La grande famille des sapeurs-pompiers de Frick
Que font les organisations de sauvetage bénévoles pour promouvoir l’égalité homme-femme? Les sapeurs-pompiers de Frick ne s’expliquent pas eux-mêmes pourquoi ils comptent une forte proportion de femmes dans leurs rangs. Petite visite dans la vallée de Frick, où un cinquième des membres des forces d’intervention volontaires sont des femmes.
« Je veux aider les gens. C’est pour cela que je suis devenue sapeuse-pompière », explique Esther Herzog, femme au foyer de la commune de Frick dans le canton d’Argovie. Et cela fait déjà 15 ans qu’elle aide les gens; à l’automne dernier, elle a été promue premier-lieutenant et est aujourd’hui la première femme à diriger la section de formation au centre de renfort des sapeurs-pompiers de Frick. « Apprendre quelque chose aux autres et faire en sorte que tout fonctionne au mieux en cas d’événement », représente pour cette femme de 48 ans une motivation supplémentaire pour son engagement bénévole.
Esther Herzog vient d’une famille de pompiers, son père était lui-même commandant. À présent, ses propres enfants lui emboîtent le pas. Il y a deux ans, son fils adulte a rejoint le corps. Et, plus tard, sa fille de dix ans aimerait lutter contre les incendies. « Mais en tant que pro », précise sa mère. Ce premier-lieutenant de sapeurs-pompiers se sent bien acceptée dans cet univers très masculin. Avec elle, vingt-quatre autres femmes sont enrôlées et assurent un service volontaire au sein de l’organisation de sauvetage et de lutte anti-incendie des trois communes de Frick, Gipf-Oberfrick et Oeschgen, situées au nord de l’Argovie.
Jusqu’à un quart de femmes
Les corps de sapeurs-pompiers du canton d’Argovie comptent le plus fort taux de femmes du pays: sur les 11 000 pompiers volontaires, 17 % sont des femmes, alors que la moyenne nationale est de 9,9 %. L’écart est encore plus marqué avec les organisations professionnelles : la proportion de femmes au sein des sapeurs- pompiers professionnels de Zurich est inférieure à 3 %. Et, dans la ville de Berne, deux femmes ont rejoint pour la première fois le corps de professionnels il y a quatre ans.
Sur les 11 000 pompiers volontaires, 17 % sont des femmes, alors que la moyenne nationale est de 9,9 %.
En Argovie, certains corps comptent jusqu’à un quart de femmes.
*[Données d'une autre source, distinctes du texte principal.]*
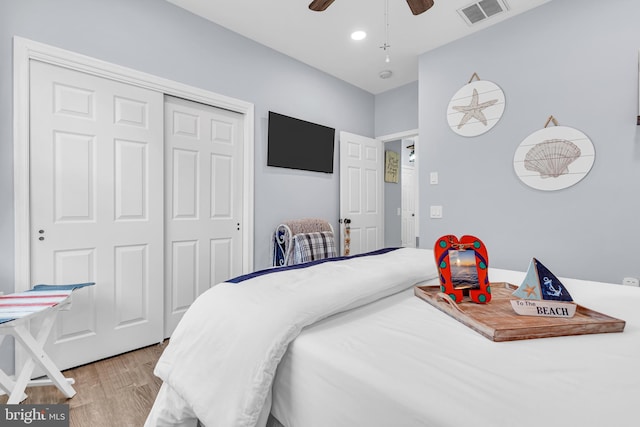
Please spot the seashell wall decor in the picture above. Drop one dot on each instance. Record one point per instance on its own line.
(554, 158)
(475, 108)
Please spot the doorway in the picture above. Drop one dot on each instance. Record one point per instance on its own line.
(401, 216)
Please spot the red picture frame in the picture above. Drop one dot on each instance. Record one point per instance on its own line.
(463, 266)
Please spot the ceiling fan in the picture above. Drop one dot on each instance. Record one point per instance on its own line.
(416, 6)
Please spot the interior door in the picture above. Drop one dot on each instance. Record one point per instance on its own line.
(204, 181)
(96, 197)
(361, 202)
(408, 213)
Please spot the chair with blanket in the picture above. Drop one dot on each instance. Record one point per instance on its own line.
(303, 240)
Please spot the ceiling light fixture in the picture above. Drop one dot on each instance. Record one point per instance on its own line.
(358, 35)
(386, 46)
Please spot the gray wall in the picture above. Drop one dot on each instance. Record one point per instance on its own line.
(578, 61)
(397, 110)
(158, 38)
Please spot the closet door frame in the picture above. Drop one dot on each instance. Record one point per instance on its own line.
(24, 51)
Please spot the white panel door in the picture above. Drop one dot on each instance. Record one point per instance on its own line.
(96, 197)
(408, 207)
(204, 181)
(361, 193)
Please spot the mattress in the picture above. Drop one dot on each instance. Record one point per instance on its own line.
(401, 362)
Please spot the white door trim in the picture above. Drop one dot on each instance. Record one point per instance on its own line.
(25, 50)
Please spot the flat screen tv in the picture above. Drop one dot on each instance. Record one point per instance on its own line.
(298, 144)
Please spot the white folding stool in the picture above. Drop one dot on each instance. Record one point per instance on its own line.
(16, 310)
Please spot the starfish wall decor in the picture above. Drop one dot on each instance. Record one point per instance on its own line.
(475, 108)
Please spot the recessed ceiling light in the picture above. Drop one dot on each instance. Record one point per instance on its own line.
(358, 35)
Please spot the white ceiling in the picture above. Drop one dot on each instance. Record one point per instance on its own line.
(322, 39)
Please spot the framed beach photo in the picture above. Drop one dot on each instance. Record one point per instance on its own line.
(464, 274)
(463, 265)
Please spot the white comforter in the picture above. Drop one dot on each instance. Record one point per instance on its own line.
(222, 357)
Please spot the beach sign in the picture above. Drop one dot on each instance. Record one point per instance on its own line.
(542, 294)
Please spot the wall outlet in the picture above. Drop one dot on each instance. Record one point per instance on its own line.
(435, 211)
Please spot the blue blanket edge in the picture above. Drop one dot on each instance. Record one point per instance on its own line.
(248, 276)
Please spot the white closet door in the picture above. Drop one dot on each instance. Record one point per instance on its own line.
(204, 182)
(96, 153)
(361, 192)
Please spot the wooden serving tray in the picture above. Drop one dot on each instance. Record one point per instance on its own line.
(498, 322)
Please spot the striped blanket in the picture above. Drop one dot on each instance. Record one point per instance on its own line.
(23, 304)
(313, 246)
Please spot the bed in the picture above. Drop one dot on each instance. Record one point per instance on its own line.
(371, 353)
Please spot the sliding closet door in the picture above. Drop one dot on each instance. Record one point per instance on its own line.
(204, 198)
(96, 153)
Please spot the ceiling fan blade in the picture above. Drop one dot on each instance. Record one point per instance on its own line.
(419, 6)
(320, 5)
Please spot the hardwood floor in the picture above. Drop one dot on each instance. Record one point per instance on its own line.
(118, 391)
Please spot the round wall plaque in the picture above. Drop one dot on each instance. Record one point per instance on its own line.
(475, 108)
(554, 158)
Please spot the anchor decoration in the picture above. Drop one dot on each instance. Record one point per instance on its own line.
(542, 294)
(463, 266)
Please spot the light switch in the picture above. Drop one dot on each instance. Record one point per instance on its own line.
(433, 178)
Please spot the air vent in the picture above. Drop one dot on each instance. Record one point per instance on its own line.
(482, 10)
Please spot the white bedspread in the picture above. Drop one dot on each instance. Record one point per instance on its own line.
(222, 357)
(401, 362)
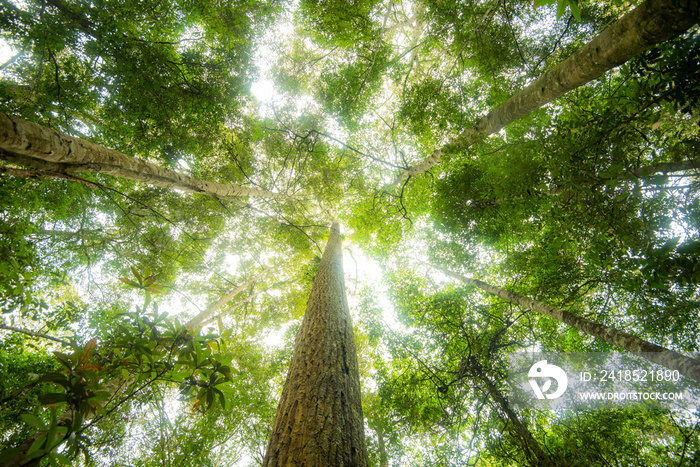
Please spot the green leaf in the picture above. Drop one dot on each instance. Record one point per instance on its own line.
(561, 9)
(52, 398)
(37, 448)
(32, 420)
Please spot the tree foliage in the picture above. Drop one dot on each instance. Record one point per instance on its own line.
(590, 203)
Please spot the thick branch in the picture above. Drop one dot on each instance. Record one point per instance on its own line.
(652, 22)
(32, 145)
(686, 366)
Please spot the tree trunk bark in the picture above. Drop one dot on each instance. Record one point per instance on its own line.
(319, 420)
(528, 443)
(652, 22)
(32, 145)
(641, 173)
(686, 366)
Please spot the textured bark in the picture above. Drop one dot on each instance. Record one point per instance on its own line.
(319, 421)
(637, 174)
(686, 366)
(528, 443)
(652, 22)
(32, 145)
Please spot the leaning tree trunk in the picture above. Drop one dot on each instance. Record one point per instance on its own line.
(26, 143)
(686, 366)
(651, 23)
(319, 420)
(531, 448)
Même au centre de renfort de Frick, la part des femmes est supérieure à la moyenne: le major Andreas Fahrni, supérieur direct d’Esther Herzog, a actuellement 26 femmes et 87 hommes sous ses ordres. Ce qui représente un taux de plus de 20 %.
La phase de recrutement chez les 20 à 30 ans s’est terminée l’automne dernier sur une note encore plus prometteuse, puisque quatre des 16 nouveaux membres sont des femmes. « Notre problème semble être moins de susciter l’intérêt de nouvelles recrues pour le service volontaire actif que de trouver du personnel pour les fonctions de cadres », constate le commandant des sapeurs-pompiers de Frick.
Le temps à investir en détourne plus d’une et d’un des tâches de direction. Depuis qu’Esther Herzog est responsable de la section de formation, elle sacrifie également jusqu’à quatre soirs par semaine pour les exercices et leur organisation. « Il y a plus de dix ans, avec de jeunes enfants à la maison, cela n’aurait pas été possible », dit-elle.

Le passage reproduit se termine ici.